Does the “bricks and mortar” experience offered by leading institutions of higher learning become irrelevant in the face of on-line competitors offering a more individualized experience, at times and in virtual places when students are available to learn, not when colleges want to teach them? Who does the traditional university serve anymore, anyway?
A new report from Complete College America gives hard data to a series of findings that should reset perceived norms about college in America today. Called Time is the Enemy, the report measures and tracks the success and failure of all kinds of America’s college students, not just the federally mandated counting of first time and full-time students that underpins most of our current educational policies and practices. For example:
Nontraditional students are the new majority. 75 percent of college students are “college commuters,” juggling families, job, and school, and often attending part-time. Only 25 prcent of students attend full-time residential colleges, and that number is decreasing annually.
Part-time students rarely graduate — even when they have twice as much time to get their degree. Why? These students don’t have the luxury of time to earn needed credits in the traditional semester schedule. They require, and want, the ability to show their competencies to skip unnecessary courses, to block-schedule campus based classes, to be able to schedule work and family duties, and to avail themselves of on-line coursework, peer learning, and social support networks available 24/7.
Students are wasting time on excess credits not required to graduate…and taking too much time to earn a degree.
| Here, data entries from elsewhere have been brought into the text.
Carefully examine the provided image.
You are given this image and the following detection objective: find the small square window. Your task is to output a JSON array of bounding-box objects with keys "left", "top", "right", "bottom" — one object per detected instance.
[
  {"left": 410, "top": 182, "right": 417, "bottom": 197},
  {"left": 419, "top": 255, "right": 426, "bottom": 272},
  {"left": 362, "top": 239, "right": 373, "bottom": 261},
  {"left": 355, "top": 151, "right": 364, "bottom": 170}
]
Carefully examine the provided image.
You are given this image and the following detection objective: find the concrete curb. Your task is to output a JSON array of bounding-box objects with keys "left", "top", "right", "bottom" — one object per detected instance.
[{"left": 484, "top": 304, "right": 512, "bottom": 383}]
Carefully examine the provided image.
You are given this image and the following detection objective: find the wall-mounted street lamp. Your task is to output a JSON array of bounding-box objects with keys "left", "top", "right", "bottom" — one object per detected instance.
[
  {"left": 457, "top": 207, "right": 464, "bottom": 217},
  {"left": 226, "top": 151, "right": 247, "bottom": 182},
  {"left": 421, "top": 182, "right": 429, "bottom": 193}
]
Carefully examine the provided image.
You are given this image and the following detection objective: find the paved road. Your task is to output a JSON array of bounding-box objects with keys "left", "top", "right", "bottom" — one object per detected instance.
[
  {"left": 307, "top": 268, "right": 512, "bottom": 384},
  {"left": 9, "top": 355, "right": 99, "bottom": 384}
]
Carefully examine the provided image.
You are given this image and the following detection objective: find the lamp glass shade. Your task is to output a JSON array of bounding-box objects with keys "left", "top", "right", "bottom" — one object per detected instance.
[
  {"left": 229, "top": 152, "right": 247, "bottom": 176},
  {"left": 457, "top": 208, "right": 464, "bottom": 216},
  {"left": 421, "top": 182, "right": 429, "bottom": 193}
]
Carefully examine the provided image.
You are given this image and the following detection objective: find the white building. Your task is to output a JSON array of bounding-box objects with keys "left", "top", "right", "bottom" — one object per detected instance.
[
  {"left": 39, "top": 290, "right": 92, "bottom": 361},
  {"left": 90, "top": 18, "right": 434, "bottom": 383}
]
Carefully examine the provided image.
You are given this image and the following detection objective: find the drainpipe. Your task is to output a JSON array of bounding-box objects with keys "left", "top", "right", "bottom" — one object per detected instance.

The parent of any sixth-year senior might want to weigh in here, but the reality of engaging in an extended voyage of intellectual development might work as long as someone else is footing the bill, not for folks with limited time and money. If access to needed requirements is limited — because of scheduling, or “lack of inventory” — the demand for alternatives, especially on-line, skyrockets.
Bill Keller’s recent New York Times article titled “The University of Wherever” reports on the pull and tug of demographic differences at elite Stanford University. On the one hand, Stanford is competing mightily with a host of bricks and mortar schools to open a branch campus of applied science in New York City, limited to 2,300 students, at sticker-shock prices. On the other hand, Stanford Professor Sebastian Thune makes the case for open, low-cost educational experiences, offering his “Introduction to Artificial Intelligence” course online, for free, so that 130,000 students around the globe get the same lectures, the same exams, the same assignments, coupled with a worldwide peer review and support network. Sadly, they won’t get the Stanford credit. But which one fulfills the spirit of education, and the needs of students, best?
The bottom line is America is facing its first generation that will be less educated than the one before, and every day we wait to develop educational alternatives puts us further and further behind. It’s not a matter of the name of the college on the degree you get, but a simple matter of getting a degree that is backed up by proven competencies and skills in graduates. And in 2011, how does an educational institution go about creating, and marketing, that?